RHEL3 server going in hang state

bkak · 01-18-2007, 03:12 AM

Problem definition:
We are facing server hang problem from past 3 months. We have analyzed all our services that we are executing, and the server logs in /var/log/ but couldn’t find the solution. We are manually rebooting the server to recover it from hung state.

Action taken:
We have analyzed all the system logs and application logs in all our servers but we haven’t found any fixed pattern of messages in system logs. We are taking memory dump by top command for every 15 minutes and we found sufficient memory left before server going into hang state.

System configuration:
Red Hat Enterprise Linux ES release 3 (Taroon)
Kernel: 2.4.21-40.EL
Postgres: 7.3.8-2
Redhat Cluster Manager: 1.2.28
RAM: 2GB
Server: HP ML 370 G3, DL 760 G2

Please let me know the scenario’s in which server gets into hung state and what we need to check for rectifying the server hang problem.

Thank you in advance

Lenard · 01-18-2007, 06:52 AM

Update the systems, for example; https://rhn.redhat.com/errata/RHSA-2006-0710.html

aarontoth · 01-18-2007, 09:10 AM

I think another good idea to do is setup a crash script. Make it run every 10 seconds or whatever you think is appropriate. Report all system status' i.e. df, top, netstat, connections, ps... etc. have the system send out the alerts via mail. This should help a bit more than just looking at the logs.

AA

nwilkens · 01-25-2007, 06:41 PM

Setup the diskdump-utils or netdump package to capture the system crash (if thats what happening). This will help you narrow down the problem.

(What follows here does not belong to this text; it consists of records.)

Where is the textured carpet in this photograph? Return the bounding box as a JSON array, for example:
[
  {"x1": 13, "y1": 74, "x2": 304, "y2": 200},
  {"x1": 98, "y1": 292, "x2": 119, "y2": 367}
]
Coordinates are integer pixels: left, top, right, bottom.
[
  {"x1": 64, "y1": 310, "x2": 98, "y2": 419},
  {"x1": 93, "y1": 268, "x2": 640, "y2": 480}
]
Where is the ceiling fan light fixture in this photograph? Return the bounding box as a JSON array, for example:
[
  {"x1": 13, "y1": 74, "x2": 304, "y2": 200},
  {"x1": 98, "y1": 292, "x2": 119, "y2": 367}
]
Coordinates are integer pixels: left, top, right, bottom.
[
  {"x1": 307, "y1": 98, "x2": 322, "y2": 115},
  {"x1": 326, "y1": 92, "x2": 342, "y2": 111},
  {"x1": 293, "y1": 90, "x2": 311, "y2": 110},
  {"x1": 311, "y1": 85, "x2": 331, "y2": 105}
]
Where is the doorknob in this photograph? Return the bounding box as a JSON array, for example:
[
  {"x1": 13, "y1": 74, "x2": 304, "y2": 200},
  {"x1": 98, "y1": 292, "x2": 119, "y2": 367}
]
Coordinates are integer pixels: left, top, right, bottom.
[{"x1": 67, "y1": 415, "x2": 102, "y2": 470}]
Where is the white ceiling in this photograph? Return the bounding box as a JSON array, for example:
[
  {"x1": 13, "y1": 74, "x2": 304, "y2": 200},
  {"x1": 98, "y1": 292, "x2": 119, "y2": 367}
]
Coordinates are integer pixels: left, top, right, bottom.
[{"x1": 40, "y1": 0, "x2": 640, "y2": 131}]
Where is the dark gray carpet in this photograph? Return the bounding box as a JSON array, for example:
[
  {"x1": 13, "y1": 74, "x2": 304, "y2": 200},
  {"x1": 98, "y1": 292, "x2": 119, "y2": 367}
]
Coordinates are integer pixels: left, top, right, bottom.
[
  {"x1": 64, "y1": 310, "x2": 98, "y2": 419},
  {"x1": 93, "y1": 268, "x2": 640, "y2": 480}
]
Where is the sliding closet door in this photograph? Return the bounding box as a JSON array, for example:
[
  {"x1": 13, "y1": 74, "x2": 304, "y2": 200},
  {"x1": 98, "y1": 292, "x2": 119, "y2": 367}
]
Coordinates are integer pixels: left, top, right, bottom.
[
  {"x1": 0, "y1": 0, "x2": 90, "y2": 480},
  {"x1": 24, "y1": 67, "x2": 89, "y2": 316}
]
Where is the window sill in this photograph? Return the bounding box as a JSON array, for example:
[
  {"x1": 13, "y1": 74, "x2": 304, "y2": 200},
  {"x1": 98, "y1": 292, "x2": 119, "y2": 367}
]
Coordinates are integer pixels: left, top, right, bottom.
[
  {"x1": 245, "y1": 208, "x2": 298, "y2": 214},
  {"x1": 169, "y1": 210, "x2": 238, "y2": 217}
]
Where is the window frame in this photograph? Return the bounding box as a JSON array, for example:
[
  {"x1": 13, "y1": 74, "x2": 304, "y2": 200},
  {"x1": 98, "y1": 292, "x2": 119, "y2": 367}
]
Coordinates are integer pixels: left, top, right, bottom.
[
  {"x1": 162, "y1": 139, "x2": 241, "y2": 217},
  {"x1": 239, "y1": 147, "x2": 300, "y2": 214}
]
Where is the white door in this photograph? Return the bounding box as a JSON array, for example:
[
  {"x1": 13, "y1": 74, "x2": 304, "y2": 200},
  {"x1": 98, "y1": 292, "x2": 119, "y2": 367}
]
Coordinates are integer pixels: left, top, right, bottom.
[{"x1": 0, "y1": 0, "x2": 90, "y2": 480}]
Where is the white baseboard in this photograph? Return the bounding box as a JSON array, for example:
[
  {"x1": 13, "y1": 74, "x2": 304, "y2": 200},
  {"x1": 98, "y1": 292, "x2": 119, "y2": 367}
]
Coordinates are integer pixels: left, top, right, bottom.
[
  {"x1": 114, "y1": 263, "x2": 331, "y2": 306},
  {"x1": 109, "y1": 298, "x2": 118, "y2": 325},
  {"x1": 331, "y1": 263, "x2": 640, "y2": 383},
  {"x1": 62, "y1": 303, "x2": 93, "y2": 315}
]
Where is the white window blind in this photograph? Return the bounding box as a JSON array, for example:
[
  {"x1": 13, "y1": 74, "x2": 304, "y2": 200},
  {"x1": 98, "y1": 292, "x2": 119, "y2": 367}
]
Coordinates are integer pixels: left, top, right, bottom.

Also, as suggested earlier and system update may also help.

nifran · 01-31-2007, 02:41 PM

Install the sysstat package so that you'll collect data on performance.

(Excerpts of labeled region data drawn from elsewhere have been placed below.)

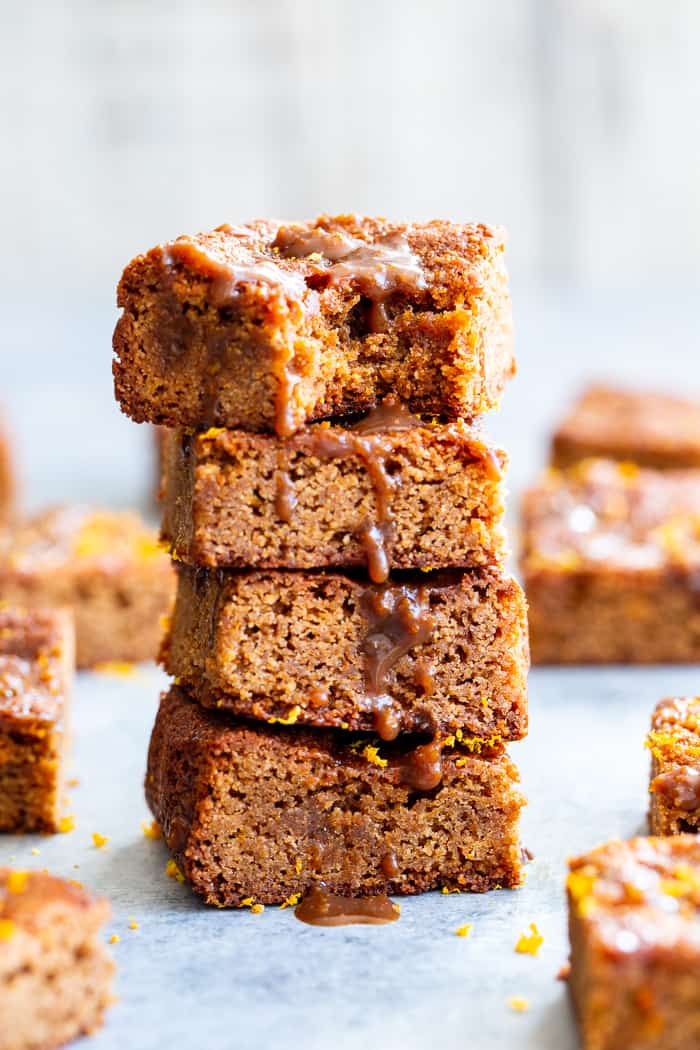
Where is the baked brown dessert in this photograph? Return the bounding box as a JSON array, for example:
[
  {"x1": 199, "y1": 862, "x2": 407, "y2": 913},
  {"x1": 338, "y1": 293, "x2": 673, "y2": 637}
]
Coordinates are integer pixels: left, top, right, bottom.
[
  {"x1": 113, "y1": 215, "x2": 514, "y2": 437},
  {"x1": 0, "y1": 607, "x2": 75, "y2": 827},
  {"x1": 163, "y1": 566, "x2": 528, "y2": 740},
  {"x1": 522, "y1": 460, "x2": 700, "y2": 664},
  {"x1": 0, "y1": 413, "x2": 16, "y2": 522},
  {"x1": 0, "y1": 867, "x2": 114, "y2": 1050},
  {"x1": 146, "y1": 687, "x2": 524, "y2": 905},
  {"x1": 0, "y1": 507, "x2": 174, "y2": 667},
  {"x1": 646, "y1": 696, "x2": 700, "y2": 835},
  {"x1": 568, "y1": 835, "x2": 700, "y2": 1050},
  {"x1": 551, "y1": 385, "x2": 700, "y2": 469},
  {"x1": 163, "y1": 399, "x2": 506, "y2": 583}
]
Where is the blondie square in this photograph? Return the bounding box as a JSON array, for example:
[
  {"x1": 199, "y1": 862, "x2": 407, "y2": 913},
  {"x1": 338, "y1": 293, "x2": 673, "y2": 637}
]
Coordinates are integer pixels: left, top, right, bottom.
[
  {"x1": 0, "y1": 607, "x2": 75, "y2": 832},
  {"x1": 522, "y1": 460, "x2": 700, "y2": 664},
  {"x1": 0, "y1": 867, "x2": 114, "y2": 1050},
  {"x1": 0, "y1": 507, "x2": 174, "y2": 668},
  {"x1": 568, "y1": 835, "x2": 700, "y2": 1050},
  {"x1": 163, "y1": 566, "x2": 528, "y2": 740},
  {"x1": 551, "y1": 385, "x2": 700, "y2": 469},
  {"x1": 163, "y1": 399, "x2": 506, "y2": 582},
  {"x1": 146, "y1": 687, "x2": 524, "y2": 905},
  {"x1": 646, "y1": 696, "x2": 700, "y2": 835},
  {"x1": 113, "y1": 215, "x2": 514, "y2": 437}
]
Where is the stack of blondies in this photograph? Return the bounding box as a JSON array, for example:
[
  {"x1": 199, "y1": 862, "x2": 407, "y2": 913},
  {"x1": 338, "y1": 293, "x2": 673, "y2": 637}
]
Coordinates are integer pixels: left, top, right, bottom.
[{"x1": 114, "y1": 216, "x2": 528, "y2": 906}]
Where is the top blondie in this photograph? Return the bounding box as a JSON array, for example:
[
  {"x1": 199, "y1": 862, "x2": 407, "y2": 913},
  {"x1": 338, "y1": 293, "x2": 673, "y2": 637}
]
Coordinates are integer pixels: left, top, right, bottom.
[{"x1": 113, "y1": 215, "x2": 515, "y2": 437}]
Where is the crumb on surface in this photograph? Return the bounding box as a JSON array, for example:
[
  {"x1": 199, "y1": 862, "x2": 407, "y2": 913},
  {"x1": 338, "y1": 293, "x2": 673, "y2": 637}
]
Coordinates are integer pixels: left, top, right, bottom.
[
  {"x1": 515, "y1": 922, "x2": 545, "y2": 956},
  {"x1": 165, "y1": 857, "x2": 185, "y2": 882},
  {"x1": 141, "y1": 820, "x2": 163, "y2": 839}
]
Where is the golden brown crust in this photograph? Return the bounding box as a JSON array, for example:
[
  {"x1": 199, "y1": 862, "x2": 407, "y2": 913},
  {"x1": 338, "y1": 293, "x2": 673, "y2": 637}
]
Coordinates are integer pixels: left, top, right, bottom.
[
  {"x1": 146, "y1": 688, "x2": 524, "y2": 905},
  {"x1": 163, "y1": 415, "x2": 507, "y2": 569},
  {"x1": 551, "y1": 384, "x2": 700, "y2": 469},
  {"x1": 164, "y1": 566, "x2": 528, "y2": 740},
  {"x1": 113, "y1": 215, "x2": 514, "y2": 434}
]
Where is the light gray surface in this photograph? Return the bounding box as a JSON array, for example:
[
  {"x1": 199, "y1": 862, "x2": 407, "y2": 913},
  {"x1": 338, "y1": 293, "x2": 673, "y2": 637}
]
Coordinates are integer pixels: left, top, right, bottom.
[{"x1": 0, "y1": 667, "x2": 699, "y2": 1050}]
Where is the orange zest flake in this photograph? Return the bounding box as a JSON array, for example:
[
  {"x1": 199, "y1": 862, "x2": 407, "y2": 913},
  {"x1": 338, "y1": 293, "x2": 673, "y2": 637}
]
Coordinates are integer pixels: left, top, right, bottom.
[
  {"x1": 165, "y1": 857, "x2": 185, "y2": 882},
  {"x1": 141, "y1": 820, "x2": 163, "y2": 839},
  {"x1": 5, "y1": 872, "x2": 29, "y2": 894},
  {"x1": 239, "y1": 897, "x2": 264, "y2": 916},
  {"x1": 508, "y1": 995, "x2": 530, "y2": 1013},
  {"x1": 360, "y1": 743, "x2": 387, "y2": 770},
  {"x1": 279, "y1": 894, "x2": 301, "y2": 910},
  {"x1": 268, "y1": 704, "x2": 301, "y2": 726},
  {"x1": 0, "y1": 919, "x2": 17, "y2": 941},
  {"x1": 515, "y1": 922, "x2": 545, "y2": 956}
]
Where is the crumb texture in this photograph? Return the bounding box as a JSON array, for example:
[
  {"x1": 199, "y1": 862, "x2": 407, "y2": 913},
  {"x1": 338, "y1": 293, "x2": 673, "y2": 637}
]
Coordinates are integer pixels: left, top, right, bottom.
[
  {"x1": 163, "y1": 566, "x2": 528, "y2": 740},
  {"x1": 146, "y1": 687, "x2": 524, "y2": 905},
  {"x1": 567, "y1": 835, "x2": 700, "y2": 1050},
  {"x1": 0, "y1": 868, "x2": 113, "y2": 1050},
  {"x1": 113, "y1": 215, "x2": 514, "y2": 436}
]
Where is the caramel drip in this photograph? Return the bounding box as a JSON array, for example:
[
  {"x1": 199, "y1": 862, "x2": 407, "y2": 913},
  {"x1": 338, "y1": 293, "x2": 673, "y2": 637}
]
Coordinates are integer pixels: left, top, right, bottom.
[
  {"x1": 401, "y1": 740, "x2": 443, "y2": 791},
  {"x1": 413, "y1": 659, "x2": 436, "y2": 696},
  {"x1": 294, "y1": 885, "x2": 399, "y2": 926},
  {"x1": 379, "y1": 849, "x2": 401, "y2": 879},
  {"x1": 275, "y1": 395, "x2": 421, "y2": 584},
  {"x1": 360, "y1": 585, "x2": 434, "y2": 740},
  {"x1": 163, "y1": 236, "x2": 306, "y2": 437},
  {"x1": 275, "y1": 445, "x2": 297, "y2": 525},
  {"x1": 273, "y1": 226, "x2": 427, "y2": 333}
]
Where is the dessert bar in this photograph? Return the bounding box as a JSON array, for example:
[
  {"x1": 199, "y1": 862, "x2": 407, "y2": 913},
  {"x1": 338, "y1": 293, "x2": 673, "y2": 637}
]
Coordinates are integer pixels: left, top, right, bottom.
[
  {"x1": 646, "y1": 696, "x2": 700, "y2": 835},
  {"x1": 0, "y1": 867, "x2": 114, "y2": 1050},
  {"x1": 163, "y1": 399, "x2": 506, "y2": 582},
  {"x1": 0, "y1": 507, "x2": 174, "y2": 667},
  {"x1": 568, "y1": 835, "x2": 700, "y2": 1050},
  {"x1": 0, "y1": 607, "x2": 75, "y2": 832},
  {"x1": 113, "y1": 215, "x2": 514, "y2": 437},
  {"x1": 146, "y1": 687, "x2": 524, "y2": 905},
  {"x1": 551, "y1": 385, "x2": 700, "y2": 469},
  {"x1": 163, "y1": 566, "x2": 528, "y2": 739},
  {"x1": 522, "y1": 460, "x2": 700, "y2": 664}
]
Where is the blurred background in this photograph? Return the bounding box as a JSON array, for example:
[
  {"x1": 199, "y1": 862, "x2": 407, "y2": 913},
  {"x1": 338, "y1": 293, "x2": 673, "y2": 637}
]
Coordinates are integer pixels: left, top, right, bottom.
[{"x1": 0, "y1": 0, "x2": 700, "y2": 506}]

Default on the installation collects memory usage, cpu usage, disk io, swap usage, and a number of other statistics every 10 minutes. You can change this down to a 1 minute interval if needed in /etc/cron.d/sysstat.

After the server crashes, you can run:
sar -r # gets memory information
sar # gets CPU information (like in top)
sar -q # load average and run que sizes
sar -n DEV # network interface statistics
sar -b # io rates

Those should give you a very good picture of what your server was doing when it hung, as well as any trend leading up to it.

Other than that, we've experienced a lot of the same problems with some of our machines. It turned out that the running kernel wasn't certified for the processors that we were running on, and updating the kernel fixed our issues. Take a look at the release notes for the newer kernels to see if they have added support for your server, or processors.